The tale of how Major Frederick Browning met and courted Daphne du Maurier seems to belong to one of the novelist’s less likely plots.
The Major had read Du Maurier’s first novel, “The Loving Spirit“. Inspired by her description of the coastline of Cornwall, and also dreaming of possibly meeting the novelist herself, he visited the county to go sailing.
He did indeed met her and she liked what she saw. But as months passed they both baulked for one reason or another at marrying. In the end it was she who proposed to him. The church they wed in was the very one where an important fictional marriage had taken place as part of the story told in “The Loving Spirit”.
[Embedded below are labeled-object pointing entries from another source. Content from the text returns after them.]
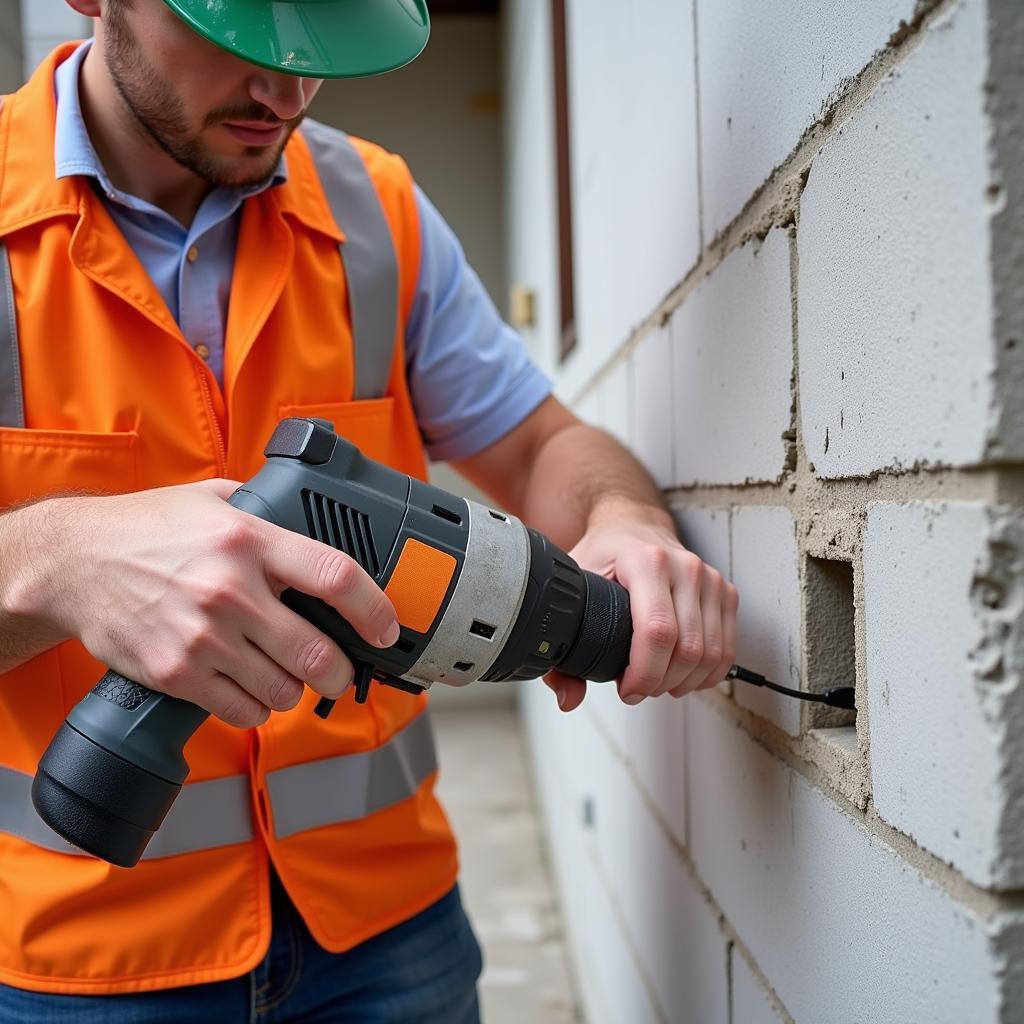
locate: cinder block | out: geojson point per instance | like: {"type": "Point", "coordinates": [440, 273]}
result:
{"type": "Point", "coordinates": [767, 70]}
{"type": "Point", "coordinates": [635, 210]}
{"type": "Point", "coordinates": [732, 368]}
{"type": "Point", "coordinates": [751, 1004]}
{"type": "Point", "coordinates": [571, 762]}
{"type": "Point", "coordinates": [895, 303]}
{"type": "Point", "coordinates": [673, 929]}
{"type": "Point", "coordinates": [613, 403]}
{"type": "Point", "coordinates": [650, 736]}
{"type": "Point", "coordinates": [766, 572]}
{"type": "Point", "coordinates": [652, 403]}
{"type": "Point", "coordinates": [846, 930]}
{"type": "Point", "coordinates": [706, 532]}
{"type": "Point", "coordinates": [943, 594]}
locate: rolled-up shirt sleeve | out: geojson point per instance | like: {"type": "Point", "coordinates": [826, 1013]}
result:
{"type": "Point", "coordinates": [470, 377]}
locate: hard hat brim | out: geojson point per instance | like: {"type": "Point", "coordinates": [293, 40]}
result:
{"type": "Point", "coordinates": [313, 38]}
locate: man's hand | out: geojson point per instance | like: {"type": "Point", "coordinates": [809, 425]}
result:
{"type": "Point", "coordinates": [178, 590]}
{"type": "Point", "coordinates": [684, 612]}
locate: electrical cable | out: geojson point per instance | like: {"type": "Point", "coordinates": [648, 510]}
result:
{"type": "Point", "coordinates": [838, 696]}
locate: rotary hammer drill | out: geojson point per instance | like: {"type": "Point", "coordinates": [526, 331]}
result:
{"type": "Point", "coordinates": [478, 596]}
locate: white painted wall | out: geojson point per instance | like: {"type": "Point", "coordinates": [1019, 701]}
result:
{"type": "Point", "coordinates": [46, 24]}
{"type": "Point", "coordinates": [844, 261]}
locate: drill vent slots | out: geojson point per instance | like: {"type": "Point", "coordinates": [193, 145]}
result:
{"type": "Point", "coordinates": [342, 527]}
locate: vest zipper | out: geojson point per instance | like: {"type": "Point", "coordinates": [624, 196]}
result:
{"type": "Point", "coordinates": [217, 435]}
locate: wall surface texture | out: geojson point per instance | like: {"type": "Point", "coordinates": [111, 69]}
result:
{"type": "Point", "coordinates": [799, 250]}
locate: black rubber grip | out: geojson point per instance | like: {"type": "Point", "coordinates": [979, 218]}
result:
{"type": "Point", "coordinates": [601, 651]}
{"type": "Point", "coordinates": [97, 801]}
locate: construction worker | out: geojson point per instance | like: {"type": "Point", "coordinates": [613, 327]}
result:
{"type": "Point", "coordinates": [182, 265]}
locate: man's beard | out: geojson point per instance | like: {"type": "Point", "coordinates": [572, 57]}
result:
{"type": "Point", "coordinates": [161, 114]}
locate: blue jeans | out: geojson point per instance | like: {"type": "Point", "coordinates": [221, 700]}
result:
{"type": "Point", "coordinates": [422, 971]}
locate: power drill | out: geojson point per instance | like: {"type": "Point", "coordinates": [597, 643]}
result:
{"type": "Point", "coordinates": [478, 595]}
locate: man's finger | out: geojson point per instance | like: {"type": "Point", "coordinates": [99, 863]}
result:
{"type": "Point", "coordinates": [322, 571]}
{"type": "Point", "coordinates": [568, 690]}
{"type": "Point", "coordinates": [296, 645]}
{"type": "Point", "coordinates": [655, 632]}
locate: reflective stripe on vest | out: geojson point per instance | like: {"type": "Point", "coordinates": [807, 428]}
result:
{"type": "Point", "coordinates": [11, 407]}
{"type": "Point", "coordinates": [352, 785]}
{"type": "Point", "coordinates": [217, 813]}
{"type": "Point", "coordinates": [367, 255]}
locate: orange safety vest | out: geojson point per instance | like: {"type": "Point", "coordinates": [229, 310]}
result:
{"type": "Point", "coordinates": [114, 398]}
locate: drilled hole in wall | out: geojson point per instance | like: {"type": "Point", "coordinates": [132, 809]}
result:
{"type": "Point", "coordinates": [832, 658]}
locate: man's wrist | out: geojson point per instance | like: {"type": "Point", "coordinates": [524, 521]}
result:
{"type": "Point", "coordinates": [615, 510]}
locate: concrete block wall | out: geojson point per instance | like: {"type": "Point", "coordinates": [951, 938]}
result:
{"type": "Point", "coordinates": [799, 293]}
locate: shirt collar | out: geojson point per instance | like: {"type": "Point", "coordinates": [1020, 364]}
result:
{"type": "Point", "coordinates": [74, 153]}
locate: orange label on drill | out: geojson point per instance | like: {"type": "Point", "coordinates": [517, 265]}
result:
{"type": "Point", "coordinates": [419, 584]}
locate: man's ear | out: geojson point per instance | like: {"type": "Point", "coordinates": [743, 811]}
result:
{"type": "Point", "coordinates": [90, 8]}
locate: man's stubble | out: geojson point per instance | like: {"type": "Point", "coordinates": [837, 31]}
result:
{"type": "Point", "coordinates": [153, 105]}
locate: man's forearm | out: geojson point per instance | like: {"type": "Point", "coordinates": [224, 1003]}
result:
{"type": "Point", "coordinates": [28, 555]}
{"type": "Point", "coordinates": [581, 477]}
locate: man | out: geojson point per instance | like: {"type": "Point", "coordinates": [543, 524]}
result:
{"type": "Point", "coordinates": [171, 261]}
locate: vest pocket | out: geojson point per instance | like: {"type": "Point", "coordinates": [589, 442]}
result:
{"type": "Point", "coordinates": [369, 424]}
{"type": "Point", "coordinates": [40, 463]}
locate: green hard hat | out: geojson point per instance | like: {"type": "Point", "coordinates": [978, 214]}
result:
{"type": "Point", "coordinates": [313, 38]}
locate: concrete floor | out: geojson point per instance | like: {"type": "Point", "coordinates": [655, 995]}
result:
{"type": "Point", "coordinates": [505, 882]}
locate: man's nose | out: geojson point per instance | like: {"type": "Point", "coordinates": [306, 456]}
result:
{"type": "Point", "coordinates": [281, 93]}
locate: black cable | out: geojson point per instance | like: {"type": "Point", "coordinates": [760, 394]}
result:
{"type": "Point", "coordinates": [838, 696]}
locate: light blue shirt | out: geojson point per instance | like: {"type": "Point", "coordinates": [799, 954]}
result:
{"type": "Point", "coordinates": [470, 378]}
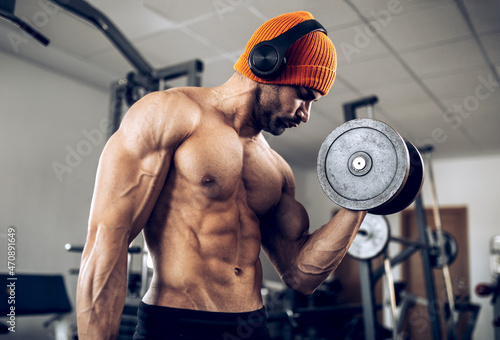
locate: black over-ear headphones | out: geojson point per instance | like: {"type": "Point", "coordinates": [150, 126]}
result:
{"type": "Point", "coordinates": [267, 58]}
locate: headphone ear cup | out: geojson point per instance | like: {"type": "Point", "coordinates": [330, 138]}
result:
{"type": "Point", "coordinates": [264, 60]}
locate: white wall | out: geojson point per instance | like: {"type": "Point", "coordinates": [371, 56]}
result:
{"type": "Point", "coordinates": [472, 182]}
{"type": "Point", "coordinates": [42, 118]}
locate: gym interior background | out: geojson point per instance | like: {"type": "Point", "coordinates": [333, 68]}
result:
{"type": "Point", "coordinates": [433, 65]}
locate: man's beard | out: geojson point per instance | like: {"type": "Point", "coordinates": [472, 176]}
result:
{"type": "Point", "coordinates": [268, 108]}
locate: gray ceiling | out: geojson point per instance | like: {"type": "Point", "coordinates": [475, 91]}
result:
{"type": "Point", "coordinates": [434, 65]}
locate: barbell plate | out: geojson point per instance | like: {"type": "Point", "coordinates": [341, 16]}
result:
{"type": "Point", "coordinates": [371, 239]}
{"type": "Point", "coordinates": [363, 164]}
{"type": "Point", "coordinates": [411, 188]}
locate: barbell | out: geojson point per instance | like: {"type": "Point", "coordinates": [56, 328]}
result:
{"type": "Point", "coordinates": [364, 164]}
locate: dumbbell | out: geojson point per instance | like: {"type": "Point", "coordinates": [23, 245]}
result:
{"type": "Point", "coordinates": [364, 164]}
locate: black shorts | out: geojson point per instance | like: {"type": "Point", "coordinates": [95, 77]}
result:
{"type": "Point", "coordinates": [157, 322]}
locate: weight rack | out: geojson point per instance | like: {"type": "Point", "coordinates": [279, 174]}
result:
{"type": "Point", "coordinates": [368, 277]}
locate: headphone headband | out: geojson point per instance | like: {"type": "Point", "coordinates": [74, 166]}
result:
{"type": "Point", "coordinates": [267, 58]}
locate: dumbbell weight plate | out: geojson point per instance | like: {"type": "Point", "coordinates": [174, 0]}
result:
{"type": "Point", "coordinates": [363, 164]}
{"type": "Point", "coordinates": [411, 188]}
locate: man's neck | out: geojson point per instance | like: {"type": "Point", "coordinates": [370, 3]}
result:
{"type": "Point", "coordinates": [236, 100]}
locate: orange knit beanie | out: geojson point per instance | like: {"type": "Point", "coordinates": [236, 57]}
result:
{"type": "Point", "coordinates": [311, 61]}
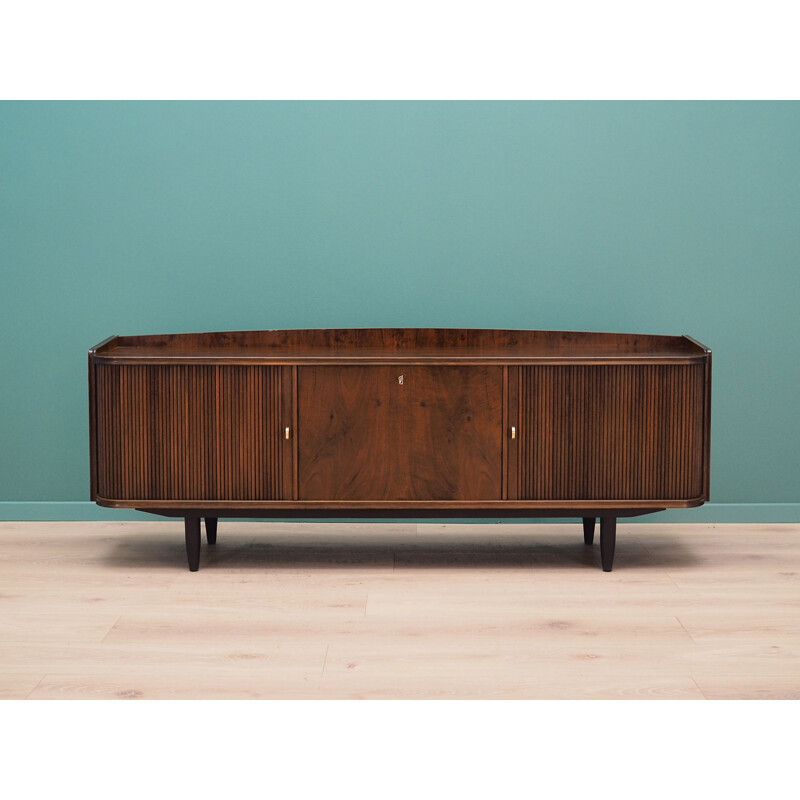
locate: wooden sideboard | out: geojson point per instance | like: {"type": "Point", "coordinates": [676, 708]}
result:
{"type": "Point", "coordinates": [394, 422]}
As with all career soldiers, Browning’s postings took him away often. As WWII advanced, he rose to be General, formed the First Airborne Division (Tunisia, Sicily, Italy, Normandy) and commanded the First Allied Airborne Army at Arnhem.
Browning’s decisions and contributions before and during the Battle of Arnhem can be found still being debated among enthusiasts of military history. It was he who warned Montgomery, to no avail, that Operation Market Garden was reaching for “a bridge too far”.
The General ended his hastily scribbled letters home to his wife, son and daughters with “kisses from the Boys”. The “Boys” were his childhood bears who travelled everywhere with him, packed in a briefcase.
This material is from my reading of “Daphne du Maurier, A Daughter’s Memoir“, by Flavia Leng.